Business

Eviction crisis sparked by pandemic disproportionately hits minorities

The eviction crisis exacerbated by the pandemic is hitting minorities much harder than other Americans, and experts are concerned the problem will only get worse in the coming months as the coronavirus recession drags on.

A review of more than 8,000 eviction cases by the Center for Public Integrity found that almost two-thirds of the tenants lived in areas with above average minority representation with a median household income below $42,000. The thousands of evictions filed spanned late March to early July, primarily in Florida and Georgia.

Residents on the brink include people like Bishop Donald Harper, who was making nearly $5,000 a month as a chef for Universal’s Cabana Bay Beach Resort in Orlando, Fla., before the pandemic hit. Harper, 55, was soon furloughed.

Now, almost eight months into the pandemic, unemployment benefits from the state of Florida are his only source of income. But, at just $275 a week — the max amount offered by the Sunshine State — Harper doesn’t come close to what he was making pre-pandemic.

The extra $600 a week in unemployment benefits given to Americans through the CARES Act, signed in late March, was effective for a time, and it helped Harper, who is Cuban and Trinidadian, to pay rent on his apartment. But that program expired at the end of July, briefly supplemented now by a $300 a week benefit authorized by President Trump as Congress remains deeply divided over another coronavirus relief package.

In the meantime, for Harper and millions of other Americans who have lost their job because of the pandemic, rent is still due.

“What do you do with [$1,100] a month, when everything is due?” Harper, whose rent is $1,900 a month, said to The Hill.

The Princeton Eviction Lab, which tracks evictions across 17 cities in the country, has recorded more than 60,000 evictions during the pandemic, with more than 1,500 coming over the past week.

An August study by the Aspen Institute projected that anywhere from 30 million to 40 million Americans could be at risk of being evicted if nothing changes by Dec. 31, when the moratorium from the Centers for Disease Control and Prevention (CDC) expires.

At the end of September, the National Council of State Housing Agencies released a report that says the debt that renters nationwide will collectively owe by the end of the year could be as high as $34 billion.

During most of the pandemic, the federal government has had in place an eviction moratorium, first through the CARES Act and then through a policy implemented by the CDC. That policy is slated to expire at the end of the year, and experts say the jury is still out on how effective the moratorium between now and the end of year will be.
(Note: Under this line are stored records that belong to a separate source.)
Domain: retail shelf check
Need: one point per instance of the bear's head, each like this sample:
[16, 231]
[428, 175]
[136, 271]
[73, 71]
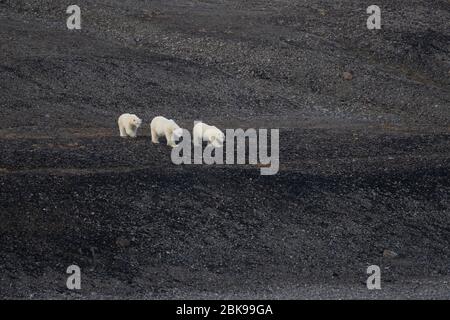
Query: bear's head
[217, 139]
[135, 121]
[177, 134]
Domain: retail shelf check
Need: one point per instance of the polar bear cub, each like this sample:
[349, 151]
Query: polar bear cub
[161, 126]
[211, 134]
[128, 125]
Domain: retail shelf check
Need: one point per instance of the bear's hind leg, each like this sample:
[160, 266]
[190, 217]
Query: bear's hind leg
[123, 133]
[154, 136]
[131, 132]
[169, 138]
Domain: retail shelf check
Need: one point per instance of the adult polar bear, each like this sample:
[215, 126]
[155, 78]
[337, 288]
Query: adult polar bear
[128, 125]
[161, 126]
[211, 134]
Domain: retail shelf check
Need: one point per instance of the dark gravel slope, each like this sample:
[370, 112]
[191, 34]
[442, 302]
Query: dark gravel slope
[364, 163]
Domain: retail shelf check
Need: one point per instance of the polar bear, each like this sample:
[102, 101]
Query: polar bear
[161, 126]
[204, 132]
[128, 125]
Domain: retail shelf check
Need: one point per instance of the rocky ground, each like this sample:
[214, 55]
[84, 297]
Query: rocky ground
[364, 149]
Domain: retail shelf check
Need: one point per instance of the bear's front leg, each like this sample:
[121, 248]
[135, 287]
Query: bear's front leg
[154, 136]
[131, 132]
[169, 138]
[123, 132]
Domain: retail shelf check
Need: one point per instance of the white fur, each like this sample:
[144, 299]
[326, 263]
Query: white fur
[163, 127]
[128, 125]
[211, 134]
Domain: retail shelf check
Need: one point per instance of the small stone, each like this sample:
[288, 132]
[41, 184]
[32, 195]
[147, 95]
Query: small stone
[347, 75]
[389, 254]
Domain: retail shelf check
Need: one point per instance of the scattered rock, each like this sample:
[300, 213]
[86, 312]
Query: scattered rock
[347, 75]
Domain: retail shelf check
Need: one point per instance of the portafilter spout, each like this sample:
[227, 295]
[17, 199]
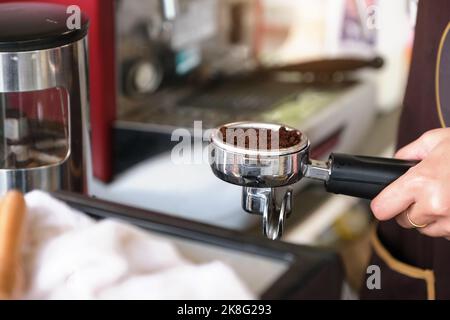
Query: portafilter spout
[251, 155]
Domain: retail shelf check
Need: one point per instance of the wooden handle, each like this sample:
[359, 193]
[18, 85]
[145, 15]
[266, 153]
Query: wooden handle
[12, 216]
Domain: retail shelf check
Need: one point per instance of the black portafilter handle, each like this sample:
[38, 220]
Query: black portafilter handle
[363, 177]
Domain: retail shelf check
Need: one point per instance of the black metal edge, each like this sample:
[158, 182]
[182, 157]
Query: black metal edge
[299, 271]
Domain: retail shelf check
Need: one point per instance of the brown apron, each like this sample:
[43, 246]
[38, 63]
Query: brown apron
[414, 266]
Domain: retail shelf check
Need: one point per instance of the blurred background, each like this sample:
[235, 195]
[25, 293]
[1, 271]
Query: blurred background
[336, 69]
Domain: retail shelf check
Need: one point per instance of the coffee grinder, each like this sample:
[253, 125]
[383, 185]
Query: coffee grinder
[44, 142]
[266, 174]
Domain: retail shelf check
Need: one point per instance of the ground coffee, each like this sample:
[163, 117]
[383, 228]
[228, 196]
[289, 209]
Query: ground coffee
[262, 139]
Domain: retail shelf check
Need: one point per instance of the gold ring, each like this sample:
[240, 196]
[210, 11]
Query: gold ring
[415, 225]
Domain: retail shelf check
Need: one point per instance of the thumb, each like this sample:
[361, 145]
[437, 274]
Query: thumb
[420, 148]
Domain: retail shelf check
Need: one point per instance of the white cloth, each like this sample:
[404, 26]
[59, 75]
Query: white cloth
[68, 255]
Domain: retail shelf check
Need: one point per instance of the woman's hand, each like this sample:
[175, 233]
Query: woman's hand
[421, 197]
“[A moratorium’s] effectiveness really depends on how comprehensive it is,” said Alieza Durana, who works for the Princeton Eviction Lab. “Normally, a moratorium can affect three different stages of the eviction process. The first relates to the filing of an eviction. … The second part of the process relates to the court process itself, and the third relates to the enforcement of the eviction process is usually local law enforcement, such as a sheriff that will go to do a lockout or to remove [a tenant’s] belongings.”

“The most effective way to prevent people from being forcibly removed,” Durana added, “is to either ban all three or to, at the very least, prevent filings, because even the threat of an eviction hanging over a family can negatively impact their physical and mental well-being.”

However, critics have called the CDC’s guidance vague, noting that it largely puts the onus on tenants in guarding against evictions. It also doesn’t provide any additional money for rent relief for tenants or landlords.

Complicating matters is the fact that states often have different tenant laws, meaning the order was interpreted in different ways in courts around the country until the CDC issued a clarifying document that effectively weakened the guidance’s power.

The moratorium is not “intended to prevent landlords from starting eviction proceedings, provided that the actual eviction of a covered person for non-payment of rent does NOT take place during the period of the Order,” the document reads.

The moratorium also doesn’t stop the landlords from charging interest or fees on the back rent.

“It’s not a solution. It’s not even a band-aid on the problem,” said Dianne Enriquez, co-director of community dignity campaigns at the Center for Popular Democracy. “It’s just creating a myth that families are protected when they’re really not.”